Double patenting: legal fact or fiction? (G4/19)


The Enlarged Board of Appeal (EBA) has this week released its decision regarding the issue of double patenting.

The concept of double patenting will be familiar to those working in the patent field. It occurs when two different patents in the same jurisdiction claim the same subject-matter. If a claim has identical scope to that of a previous granted claim, the European Patent Office (EPO) will usually issue an objection. Yet, the European Patent Convention (EPC) does not explicitly refer to double patenting, leading to confusion as to whether an application can actually be refused on the ground of double patenting.
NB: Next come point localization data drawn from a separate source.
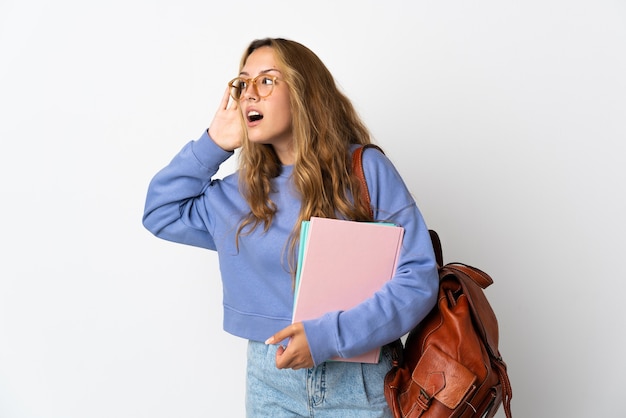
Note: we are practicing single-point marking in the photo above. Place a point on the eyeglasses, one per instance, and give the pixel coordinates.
(263, 86)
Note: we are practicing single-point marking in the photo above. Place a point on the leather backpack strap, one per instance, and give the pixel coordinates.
(357, 169)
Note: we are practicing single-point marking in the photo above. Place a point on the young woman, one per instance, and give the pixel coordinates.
(296, 132)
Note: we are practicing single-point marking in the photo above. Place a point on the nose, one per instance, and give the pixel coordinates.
(250, 92)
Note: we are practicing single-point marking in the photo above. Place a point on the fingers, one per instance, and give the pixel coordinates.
(297, 354)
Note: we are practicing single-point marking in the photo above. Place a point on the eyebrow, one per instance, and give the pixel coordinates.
(262, 72)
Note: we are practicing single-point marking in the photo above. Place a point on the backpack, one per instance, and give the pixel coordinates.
(449, 365)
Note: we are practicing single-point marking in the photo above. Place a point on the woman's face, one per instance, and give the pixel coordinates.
(268, 119)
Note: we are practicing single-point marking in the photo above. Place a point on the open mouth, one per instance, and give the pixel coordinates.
(254, 116)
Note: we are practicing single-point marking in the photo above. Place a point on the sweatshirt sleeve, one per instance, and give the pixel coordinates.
(174, 208)
(406, 299)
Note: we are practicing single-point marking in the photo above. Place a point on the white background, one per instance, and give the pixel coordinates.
(507, 120)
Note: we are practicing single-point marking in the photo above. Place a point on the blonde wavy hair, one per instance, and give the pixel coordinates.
(325, 125)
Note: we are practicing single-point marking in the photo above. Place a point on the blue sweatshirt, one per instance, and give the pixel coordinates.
(185, 205)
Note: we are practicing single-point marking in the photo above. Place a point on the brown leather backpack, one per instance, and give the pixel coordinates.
(450, 365)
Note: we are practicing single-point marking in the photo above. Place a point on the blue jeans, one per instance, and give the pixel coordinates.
(332, 389)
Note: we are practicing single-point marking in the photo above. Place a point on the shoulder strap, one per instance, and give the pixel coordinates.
(357, 169)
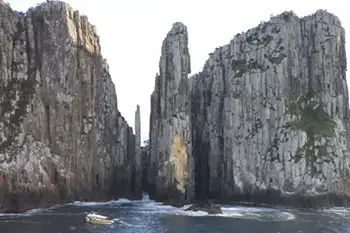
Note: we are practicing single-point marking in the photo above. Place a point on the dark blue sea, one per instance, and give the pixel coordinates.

The question of double patenting was therefore referred to the Enlarged Board of Appeal of the EPO (EBA), in order to determine whether, and under what provision, an application could be refused due to double patenting. The Enlarged Board found that an application could indeed be refused, as a result of Article 125 EPC. This provision states:

In the absence of procedural provisions in this Convention, the European Patent Office shall take into account the principles of procedural law generally recognised in the Contracting States.
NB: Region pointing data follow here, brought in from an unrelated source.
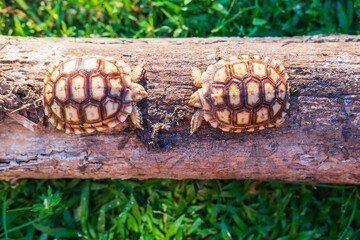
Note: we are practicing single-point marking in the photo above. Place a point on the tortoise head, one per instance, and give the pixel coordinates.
(138, 92)
(195, 99)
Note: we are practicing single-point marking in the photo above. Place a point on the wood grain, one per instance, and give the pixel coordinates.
(320, 141)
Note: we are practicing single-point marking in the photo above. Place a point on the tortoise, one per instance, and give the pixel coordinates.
(90, 94)
(241, 94)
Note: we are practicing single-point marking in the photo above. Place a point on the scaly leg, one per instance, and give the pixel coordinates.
(136, 117)
(196, 120)
(138, 73)
(196, 77)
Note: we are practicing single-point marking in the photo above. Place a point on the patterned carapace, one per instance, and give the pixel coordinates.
(92, 94)
(241, 94)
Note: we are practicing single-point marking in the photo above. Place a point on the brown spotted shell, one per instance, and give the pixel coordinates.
(245, 93)
(87, 94)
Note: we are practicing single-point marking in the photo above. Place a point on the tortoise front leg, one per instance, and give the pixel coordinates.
(196, 121)
(136, 116)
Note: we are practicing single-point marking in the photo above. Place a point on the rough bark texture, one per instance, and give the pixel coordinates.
(320, 141)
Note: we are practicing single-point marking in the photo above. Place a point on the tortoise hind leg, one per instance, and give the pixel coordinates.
(196, 121)
(138, 73)
(196, 77)
(136, 117)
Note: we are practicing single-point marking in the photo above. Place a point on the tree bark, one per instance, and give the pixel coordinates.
(319, 142)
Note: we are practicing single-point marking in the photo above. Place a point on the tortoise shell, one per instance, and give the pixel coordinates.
(245, 93)
(87, 94)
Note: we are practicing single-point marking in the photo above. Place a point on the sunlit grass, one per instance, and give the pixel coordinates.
(178, 18)
(169, 209)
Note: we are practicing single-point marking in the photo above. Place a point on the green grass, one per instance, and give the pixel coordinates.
(169, 209)
(178, 18)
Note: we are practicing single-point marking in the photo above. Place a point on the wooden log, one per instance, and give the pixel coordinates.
(320, 141)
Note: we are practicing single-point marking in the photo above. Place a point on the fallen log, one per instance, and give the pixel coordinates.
(319, 142)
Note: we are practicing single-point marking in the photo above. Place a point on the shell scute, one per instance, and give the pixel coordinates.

The Enlarged Board held that double patenting was a principle a procedural law within the meaning of this provision, and thus Article 125 EPC provides the source for the prohibition on double patenting.

Furthermore, the EBA held that the above did not depend on the relative filing dates of the two applications. They considered that i) two applications filed on the same day, ii) a divisional application and its parent, and iii) a later application claiming priority to an earlier application should all be treated the same in this regard. This is particularly important with regards to situation iii). Patent term is calculated from the date of filing, rather than the date of priority, so a later application claiming priority will protect its claimed subject-matter for up to a year after the expiry of protection from the earlier application from which priority is claimed. As a result, it was thought that an applicant may have a legitimate interest in pursuing an identical claim in a later application, in order to gain a longer period of protection. The decision in G4/19 has dismissed this concept, and means applicants will need to more carefully consider which claims to pursue in such situations.